TL;DR
- Brave has announced it is rolling out an AI chatbot for its browser.
- The main benefit Brave’s chatbot will have over competitors is its focus on privacy.
- There will be a free and premium version that users can choose from.
With the likes of Bing Chat, ChatGPT, Google Bard, and more, there are more than enough AI chatbots to pick from. As if that list wasn’t already overcrowded, Brave is adding to it by unleashing its own in-browser chatbot called Leo.
Brave, the browser known best for its focus on privacy, has announced it is rolling out a browser-native AI chatbot for all desktop users running version 1.60 of the browser. Although Leo is rolling today, some will have to wait as the company will be launching it in phases over the next few days.

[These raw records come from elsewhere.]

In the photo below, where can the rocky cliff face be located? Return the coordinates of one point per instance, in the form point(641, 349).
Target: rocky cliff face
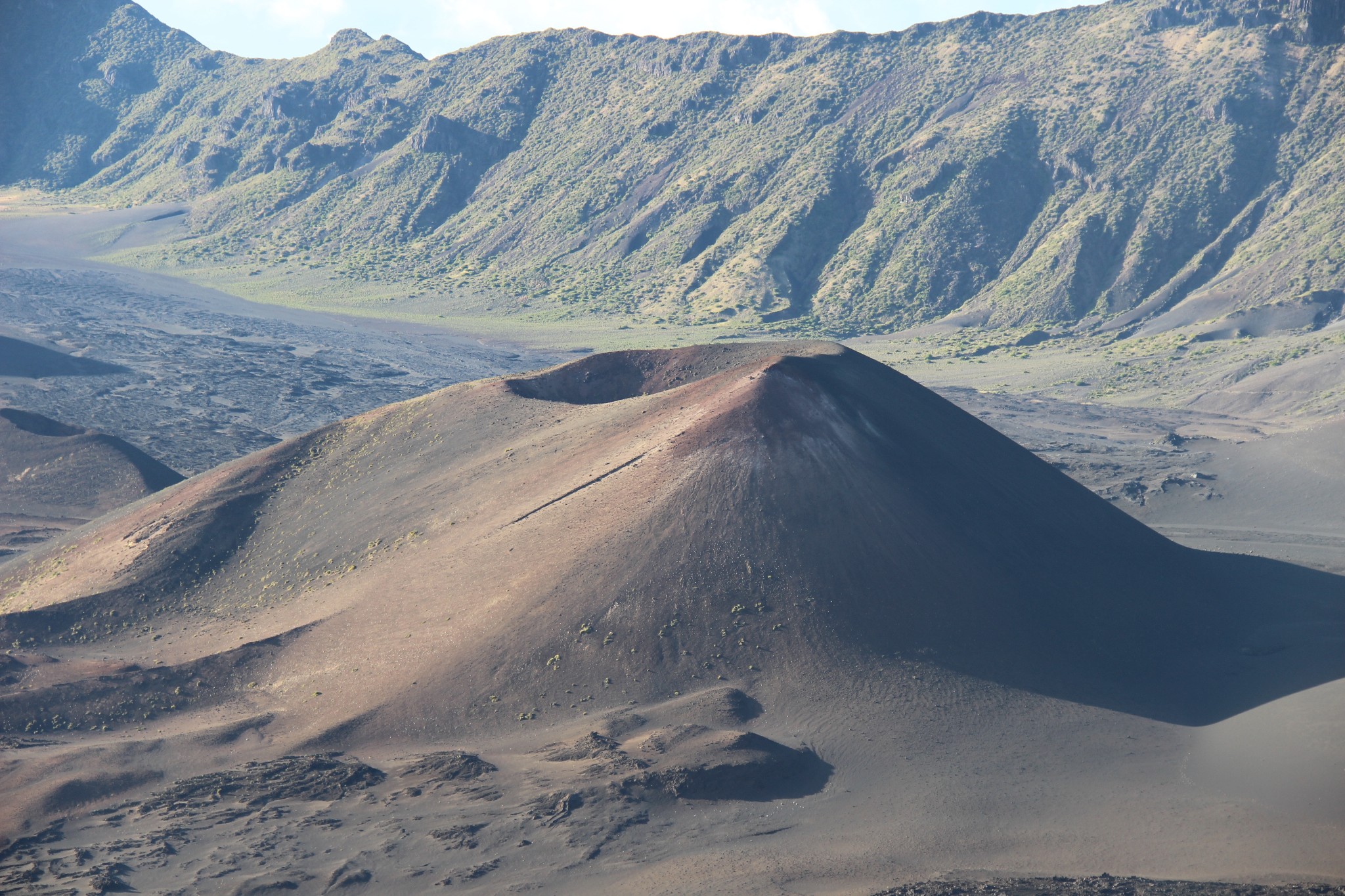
point(1095, 164)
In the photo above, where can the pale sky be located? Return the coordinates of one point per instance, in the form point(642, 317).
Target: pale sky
point(298, 27)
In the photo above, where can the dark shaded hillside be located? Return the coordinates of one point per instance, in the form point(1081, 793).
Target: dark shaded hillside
point(1094, 164)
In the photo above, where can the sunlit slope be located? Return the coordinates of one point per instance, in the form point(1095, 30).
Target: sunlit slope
point(655, 522)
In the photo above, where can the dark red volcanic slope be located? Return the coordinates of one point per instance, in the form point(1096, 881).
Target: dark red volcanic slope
point(638, 526)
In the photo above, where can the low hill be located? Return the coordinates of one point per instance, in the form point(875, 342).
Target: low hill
point(731, 574)
point(54, 476)
point(1101, 164)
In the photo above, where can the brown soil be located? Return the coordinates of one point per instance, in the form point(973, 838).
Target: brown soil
point(743, 578)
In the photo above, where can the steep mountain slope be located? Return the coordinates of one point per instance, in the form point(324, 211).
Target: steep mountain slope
point(1102, 163)
point(510, 561)
point(54, 476)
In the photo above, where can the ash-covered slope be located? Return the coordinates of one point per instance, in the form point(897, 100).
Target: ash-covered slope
point(1102, 163)
point(54, 476)
point(659, 521)
point(598, 576)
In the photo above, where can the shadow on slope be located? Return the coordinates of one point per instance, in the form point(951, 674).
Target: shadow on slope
point(24, 359)
point(822, 480)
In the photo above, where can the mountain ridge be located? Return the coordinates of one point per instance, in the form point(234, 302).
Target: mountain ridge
point(1099, 164)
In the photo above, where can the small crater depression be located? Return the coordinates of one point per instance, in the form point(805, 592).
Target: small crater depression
point(617, 377)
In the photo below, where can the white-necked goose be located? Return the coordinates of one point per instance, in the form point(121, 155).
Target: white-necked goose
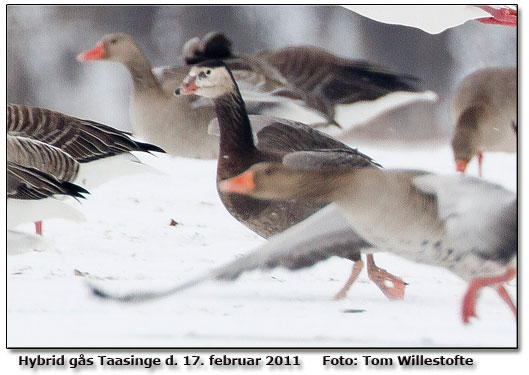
point(484, 110)
point(422, 217)
point(70, 149)
point(435, 19)
point(275, 139)
point(317, 87)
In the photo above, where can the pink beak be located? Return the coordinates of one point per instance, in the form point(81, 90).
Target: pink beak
point(96, 53)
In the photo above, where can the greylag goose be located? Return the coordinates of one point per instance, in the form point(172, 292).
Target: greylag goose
point(423, 217)
point(325, 86)
point(274, 140)
point(435, 19)
point(177, 124)
point(30, 194)
point(83, 152)
point(484, 110)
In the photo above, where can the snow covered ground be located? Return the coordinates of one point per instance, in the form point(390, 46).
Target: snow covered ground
point(127, 244)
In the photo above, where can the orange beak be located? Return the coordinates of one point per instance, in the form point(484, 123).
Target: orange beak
point(96, 53)
point(461, 166)
point(189, 86)
point(241, 184)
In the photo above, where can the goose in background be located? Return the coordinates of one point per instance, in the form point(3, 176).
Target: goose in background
point(271, 83)
point(247, 140)
point(82, 152)
point(31, 197)
point(328, 89)
point(435, 19)
point(485, 114)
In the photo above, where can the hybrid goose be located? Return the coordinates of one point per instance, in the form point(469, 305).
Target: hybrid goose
point(484, 110)
point(422, 217)
point(273, 83)
point(325, 86)
point(70, 149)
point(245, 141)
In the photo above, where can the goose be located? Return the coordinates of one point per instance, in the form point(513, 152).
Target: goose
point(83, 152)
point(329, 89)
point(417, 215)
point(435, 19)
point(423, 217)
point(271, 84)
point(177, 124)
point(31, 196)
point(274, 140)
point(484, 110)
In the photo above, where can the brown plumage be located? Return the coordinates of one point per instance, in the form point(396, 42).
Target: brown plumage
point(484, 110)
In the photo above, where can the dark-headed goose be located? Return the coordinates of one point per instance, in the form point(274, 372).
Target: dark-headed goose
point(245, 141)
point(422, 217)
point(70, 149)
point(177, 124)
point(316, 87)
point(484, 110)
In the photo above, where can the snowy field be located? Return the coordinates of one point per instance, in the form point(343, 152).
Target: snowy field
point(127, 244)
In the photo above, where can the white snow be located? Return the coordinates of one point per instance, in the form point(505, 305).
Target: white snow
point(127, 244)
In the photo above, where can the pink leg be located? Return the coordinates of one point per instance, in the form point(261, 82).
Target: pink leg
point(357, 267)
point(380, 276)
point(38, 227)
point(480, 164)
point(469, 301)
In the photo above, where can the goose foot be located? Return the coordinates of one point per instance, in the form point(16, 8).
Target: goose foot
point(379, 276)
point(469, 301)
point(357, 267)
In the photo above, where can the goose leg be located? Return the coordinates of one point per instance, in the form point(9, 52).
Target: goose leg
point(469, 301)
point(480, 164)
point(379, 276)
point(38, 227)
point(357, 267)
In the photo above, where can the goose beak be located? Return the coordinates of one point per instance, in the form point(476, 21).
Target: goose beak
point(241, 184)
point(188, 87)
point(96, 53)
point(461, 166)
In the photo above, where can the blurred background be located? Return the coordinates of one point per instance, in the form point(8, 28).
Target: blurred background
point(43, 42)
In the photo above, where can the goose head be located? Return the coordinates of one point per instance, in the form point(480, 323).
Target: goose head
point(118, 47)
point(278, 182)
point(211, 80)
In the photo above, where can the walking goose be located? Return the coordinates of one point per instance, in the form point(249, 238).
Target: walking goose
point(423, 217)
point(484, 110)
point(420, 216)
point(274, 140)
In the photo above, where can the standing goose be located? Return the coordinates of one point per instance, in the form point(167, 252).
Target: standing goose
point(484, 110)
point(326, 86)
point(70, 149)
point(423, 217)
point(275, 139)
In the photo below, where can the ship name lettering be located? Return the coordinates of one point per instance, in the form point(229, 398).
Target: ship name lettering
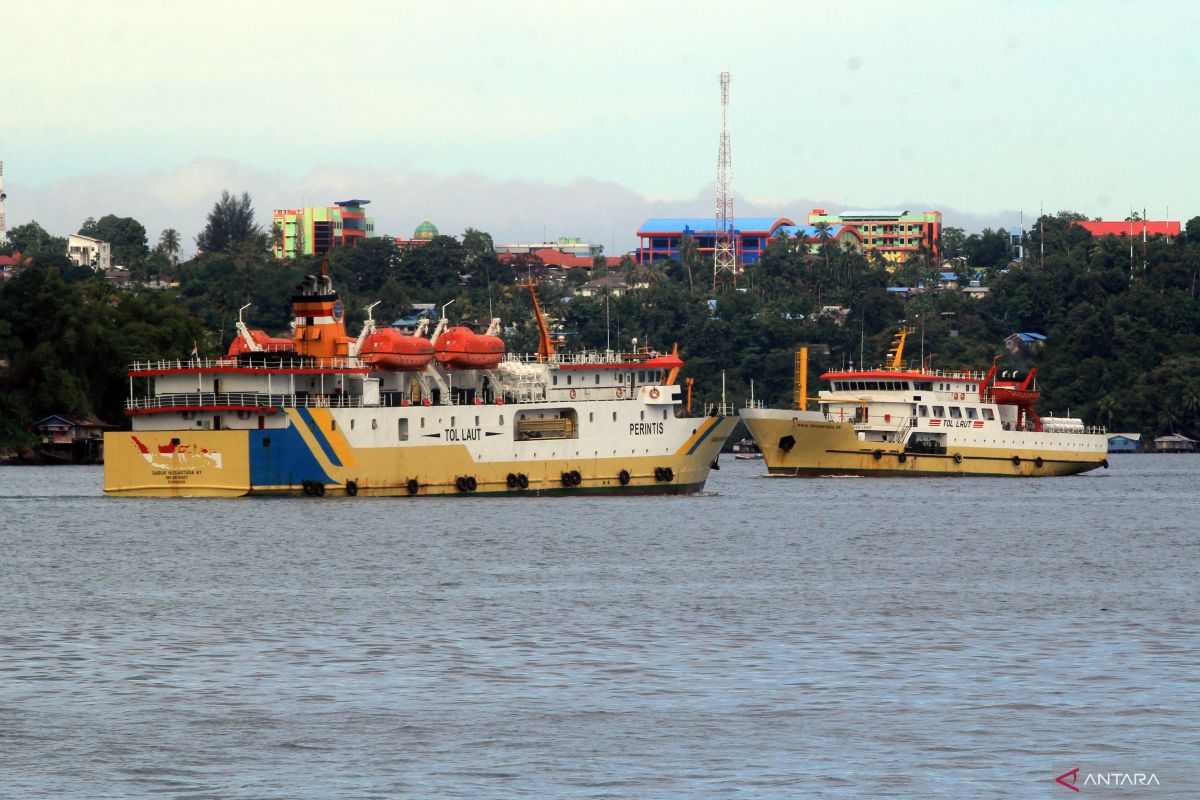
point(646, 428)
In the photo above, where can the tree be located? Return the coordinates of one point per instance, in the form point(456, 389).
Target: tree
point(169, 245)
point(689, 256)
point(125, 235)
point(231, 223)
point(823, 234)
point(31, 238)
point(953, 242)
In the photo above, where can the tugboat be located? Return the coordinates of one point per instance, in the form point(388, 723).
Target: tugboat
point(394, 413)
point(895, 421)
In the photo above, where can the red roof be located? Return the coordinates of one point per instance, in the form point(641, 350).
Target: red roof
point(1153, 228)
point(551, 257)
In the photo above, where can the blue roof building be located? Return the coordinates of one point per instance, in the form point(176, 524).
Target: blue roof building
point(659, 238)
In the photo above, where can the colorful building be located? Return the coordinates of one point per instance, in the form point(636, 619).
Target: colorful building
point(659, 239)
point(316, 230)
point(894, 234)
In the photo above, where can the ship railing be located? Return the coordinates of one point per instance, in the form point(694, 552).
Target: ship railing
point(244, 400)
point(718, 409)
point(585, 358)
point(247, 362)
point(952, 374)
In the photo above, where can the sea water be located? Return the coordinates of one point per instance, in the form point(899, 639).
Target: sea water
point(769, 638)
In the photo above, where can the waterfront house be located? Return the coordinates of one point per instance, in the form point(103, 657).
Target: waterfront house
point(1175, 443)
point(66, 438)
point(1125, 443)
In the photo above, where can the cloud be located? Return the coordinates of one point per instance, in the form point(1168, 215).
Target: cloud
point(603, 212)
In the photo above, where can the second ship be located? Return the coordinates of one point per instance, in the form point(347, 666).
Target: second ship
point(897, 421)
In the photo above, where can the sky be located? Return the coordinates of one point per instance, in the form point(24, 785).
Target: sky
point(534, 120)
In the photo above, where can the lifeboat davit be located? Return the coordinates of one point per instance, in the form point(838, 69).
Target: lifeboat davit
point(1014, 395)
point(390, 349)
point(461, 348)
point(269, 343)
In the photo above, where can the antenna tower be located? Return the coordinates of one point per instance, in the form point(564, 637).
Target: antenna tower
point(725, 247)
point(4, 227)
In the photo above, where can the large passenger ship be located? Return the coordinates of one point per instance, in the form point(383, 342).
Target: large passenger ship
point(399, 413)
point(897, 421)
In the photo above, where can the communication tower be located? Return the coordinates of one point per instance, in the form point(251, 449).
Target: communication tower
point(725, 245)
point(4, 227)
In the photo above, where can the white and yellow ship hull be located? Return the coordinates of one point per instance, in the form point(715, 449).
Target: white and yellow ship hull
point(423, 451)
point(807, 444)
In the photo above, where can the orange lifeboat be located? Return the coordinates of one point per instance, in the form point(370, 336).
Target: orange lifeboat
point(390, 349)
point(461, 348)
point(270, 343)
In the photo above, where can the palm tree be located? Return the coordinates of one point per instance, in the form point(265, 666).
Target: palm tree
point(169, 246)
point(823, 236)
point(1108, 408)
point(1191, 400)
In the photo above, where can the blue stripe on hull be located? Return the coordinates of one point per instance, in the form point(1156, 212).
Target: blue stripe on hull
point(286, 462)
point(319, 435)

Leo was initially launched for testing and feedback in the Nightly channel in late August. The company said it planned on making Leo available to all users in the coming months.
Although the chatbot is only available to desktop users, at the moment, mobile users aren’t being left behind. Brave states that Leo will be available on Android and iOS in the coming months.
When it comes to capabilities, Leo will be similar to what you get from its main competitors. You’ll be able to translate, answer questions, summarize web pages, and generate new content. Leo’s standout feature, however, will be privacy. The company claims that “requests are proxied through an anonymized server,” there’s no need to create an account, and responses are discarded after they are generated.
There will be two versions of Leo to choose from: the free version and Leo Premium. The free version is the default and it uses Meta’s Llama 2 large language model (LLM). Leo Premium, on the other hand, uses Anthropic’s Claude Instant and will cost $15 per month. Brave says that it will make additional models available for Leo Premium, as well as granting users higher rate limits, higher-quality conversations, priority queuing, and access to early access features.
It remains to be seen if privacy will be a big enough selling point to get people to migrate over from ChatGPT or Bing Chat. There’s also the question of whether Brave will have the resources to train Llama 2 to compete with the bigger players.